We have pointed out that reader accuracy was not a primary objective of this evaluation, but was integrated into the study as a measure of reader attention, and also provides an indication of relative accuracy. It is therefore worth noting (but with cautious interpretation of these data, which have not excluded a learning effect from repeat reads) that an increased sensitivity was observed using 2D+3D mammography (relative to 2D alone), and this was associated with a substantial increase in specificity (reduction in recalls), also shown in other studies [8-15]. The striking reduction in the numbers recalled for assessment based on 2D+3D, in particular, should be “tested” in large-scale studies, as this has the potential to reduce the burden of false-positive screens—an issue of considerable relevance to both screening participants and screening services.

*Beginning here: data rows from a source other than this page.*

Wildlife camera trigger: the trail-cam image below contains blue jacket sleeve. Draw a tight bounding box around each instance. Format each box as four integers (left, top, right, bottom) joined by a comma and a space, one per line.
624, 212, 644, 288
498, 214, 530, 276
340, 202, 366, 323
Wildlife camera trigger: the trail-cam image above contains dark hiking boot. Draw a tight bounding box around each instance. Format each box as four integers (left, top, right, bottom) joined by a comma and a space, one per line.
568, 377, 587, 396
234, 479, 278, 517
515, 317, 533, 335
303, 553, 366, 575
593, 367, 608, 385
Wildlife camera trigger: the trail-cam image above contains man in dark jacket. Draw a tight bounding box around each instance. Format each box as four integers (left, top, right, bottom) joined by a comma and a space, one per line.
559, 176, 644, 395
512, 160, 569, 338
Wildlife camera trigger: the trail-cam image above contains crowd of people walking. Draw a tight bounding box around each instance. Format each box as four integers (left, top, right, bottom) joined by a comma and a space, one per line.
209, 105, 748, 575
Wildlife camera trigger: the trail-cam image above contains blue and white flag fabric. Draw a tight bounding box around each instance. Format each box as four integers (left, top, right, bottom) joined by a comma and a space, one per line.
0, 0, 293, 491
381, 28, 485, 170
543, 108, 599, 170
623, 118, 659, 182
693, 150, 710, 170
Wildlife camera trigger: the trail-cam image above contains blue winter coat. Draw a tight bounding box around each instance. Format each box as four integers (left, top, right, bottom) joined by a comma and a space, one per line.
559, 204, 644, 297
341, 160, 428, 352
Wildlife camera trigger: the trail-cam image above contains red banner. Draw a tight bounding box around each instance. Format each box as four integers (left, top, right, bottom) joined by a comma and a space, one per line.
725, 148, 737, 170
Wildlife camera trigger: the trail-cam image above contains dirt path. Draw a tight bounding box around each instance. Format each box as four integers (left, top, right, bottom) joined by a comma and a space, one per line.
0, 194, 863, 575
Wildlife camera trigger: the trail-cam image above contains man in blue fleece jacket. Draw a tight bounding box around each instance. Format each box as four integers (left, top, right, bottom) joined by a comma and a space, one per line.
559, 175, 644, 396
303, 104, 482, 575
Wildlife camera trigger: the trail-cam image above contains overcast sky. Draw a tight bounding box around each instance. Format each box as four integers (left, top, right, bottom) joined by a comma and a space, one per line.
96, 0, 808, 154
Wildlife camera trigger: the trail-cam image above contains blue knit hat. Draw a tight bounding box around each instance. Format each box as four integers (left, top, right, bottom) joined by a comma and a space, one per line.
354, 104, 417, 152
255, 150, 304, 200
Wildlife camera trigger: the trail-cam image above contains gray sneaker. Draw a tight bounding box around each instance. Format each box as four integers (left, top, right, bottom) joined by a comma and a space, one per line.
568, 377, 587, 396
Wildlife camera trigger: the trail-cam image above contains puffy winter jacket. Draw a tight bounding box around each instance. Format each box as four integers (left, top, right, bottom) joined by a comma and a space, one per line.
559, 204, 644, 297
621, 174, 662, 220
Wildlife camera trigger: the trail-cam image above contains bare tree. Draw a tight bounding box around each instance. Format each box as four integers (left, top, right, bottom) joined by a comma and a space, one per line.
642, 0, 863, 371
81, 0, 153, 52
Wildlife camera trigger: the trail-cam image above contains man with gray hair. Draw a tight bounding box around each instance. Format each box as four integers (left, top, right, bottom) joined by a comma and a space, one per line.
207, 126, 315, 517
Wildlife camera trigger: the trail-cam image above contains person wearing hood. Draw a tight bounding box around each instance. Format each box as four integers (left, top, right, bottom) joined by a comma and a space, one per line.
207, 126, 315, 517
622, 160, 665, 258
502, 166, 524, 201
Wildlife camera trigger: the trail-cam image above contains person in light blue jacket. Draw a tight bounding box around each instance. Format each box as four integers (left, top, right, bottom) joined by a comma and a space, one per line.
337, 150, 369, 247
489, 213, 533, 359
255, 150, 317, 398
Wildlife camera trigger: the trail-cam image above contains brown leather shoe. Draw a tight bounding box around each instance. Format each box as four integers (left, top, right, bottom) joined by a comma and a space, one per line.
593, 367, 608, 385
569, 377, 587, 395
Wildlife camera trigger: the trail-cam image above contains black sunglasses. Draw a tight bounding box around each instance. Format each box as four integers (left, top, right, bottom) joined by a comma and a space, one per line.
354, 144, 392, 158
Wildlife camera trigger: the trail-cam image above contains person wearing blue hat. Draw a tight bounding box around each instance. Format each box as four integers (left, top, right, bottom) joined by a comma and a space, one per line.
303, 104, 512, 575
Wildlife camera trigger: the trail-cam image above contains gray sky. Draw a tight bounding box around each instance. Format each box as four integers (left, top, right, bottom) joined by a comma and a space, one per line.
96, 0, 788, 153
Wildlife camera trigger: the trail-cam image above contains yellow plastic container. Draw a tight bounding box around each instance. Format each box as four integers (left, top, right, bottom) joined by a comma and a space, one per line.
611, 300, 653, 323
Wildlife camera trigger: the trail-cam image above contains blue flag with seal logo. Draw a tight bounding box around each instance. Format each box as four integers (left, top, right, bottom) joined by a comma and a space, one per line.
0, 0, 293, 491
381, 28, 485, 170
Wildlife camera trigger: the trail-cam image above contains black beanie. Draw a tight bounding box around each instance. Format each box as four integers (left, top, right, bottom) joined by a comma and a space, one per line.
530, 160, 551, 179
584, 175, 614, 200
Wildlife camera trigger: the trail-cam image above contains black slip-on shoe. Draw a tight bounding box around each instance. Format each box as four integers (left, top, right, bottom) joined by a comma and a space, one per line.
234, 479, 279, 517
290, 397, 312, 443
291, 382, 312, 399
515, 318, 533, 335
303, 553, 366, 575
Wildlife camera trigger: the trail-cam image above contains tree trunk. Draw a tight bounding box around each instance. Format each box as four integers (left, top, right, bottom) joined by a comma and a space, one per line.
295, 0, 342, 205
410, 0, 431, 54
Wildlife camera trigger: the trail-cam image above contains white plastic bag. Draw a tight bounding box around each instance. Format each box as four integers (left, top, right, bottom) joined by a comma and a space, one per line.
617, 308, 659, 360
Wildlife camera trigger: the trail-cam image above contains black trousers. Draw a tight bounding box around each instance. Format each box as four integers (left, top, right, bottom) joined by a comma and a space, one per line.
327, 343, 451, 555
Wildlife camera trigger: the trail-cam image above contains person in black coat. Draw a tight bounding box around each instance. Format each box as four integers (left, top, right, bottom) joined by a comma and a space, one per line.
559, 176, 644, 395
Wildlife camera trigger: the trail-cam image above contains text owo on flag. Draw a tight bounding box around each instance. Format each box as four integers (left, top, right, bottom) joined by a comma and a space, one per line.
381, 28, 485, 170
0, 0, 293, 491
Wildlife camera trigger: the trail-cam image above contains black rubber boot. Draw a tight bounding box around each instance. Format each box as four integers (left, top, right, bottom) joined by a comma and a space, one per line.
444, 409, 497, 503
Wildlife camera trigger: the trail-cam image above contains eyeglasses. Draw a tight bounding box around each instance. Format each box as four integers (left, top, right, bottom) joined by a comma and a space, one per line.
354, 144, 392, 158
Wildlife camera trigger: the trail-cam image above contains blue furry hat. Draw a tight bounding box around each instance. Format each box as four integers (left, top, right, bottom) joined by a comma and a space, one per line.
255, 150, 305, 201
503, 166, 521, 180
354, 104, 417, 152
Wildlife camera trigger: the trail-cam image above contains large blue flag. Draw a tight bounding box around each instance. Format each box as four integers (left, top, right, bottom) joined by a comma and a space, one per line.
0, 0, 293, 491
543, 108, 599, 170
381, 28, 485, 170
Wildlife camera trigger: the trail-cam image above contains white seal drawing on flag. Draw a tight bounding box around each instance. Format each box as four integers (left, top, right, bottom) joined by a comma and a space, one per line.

We conclude that integrating 3D with 2D mammography in breast screening prolongs image acquisition and screen-reading times, relative to 2D mammography alone, and the effect is more marked for radiologists' reading time (at least in the implementation phase of this new technology). The prolonged reading time might reduce with further experience, and may be acceptable if associated with enhanced screening accuracy (yet to be demonstrated in large trials), particularly reduced recalls, and warrants evaluation in prospective trials of population breast screening.
Associate Professor Houssami is supported by National Health and Medical Research Council program grant 633003 to the Screening and Test Evaluation Program.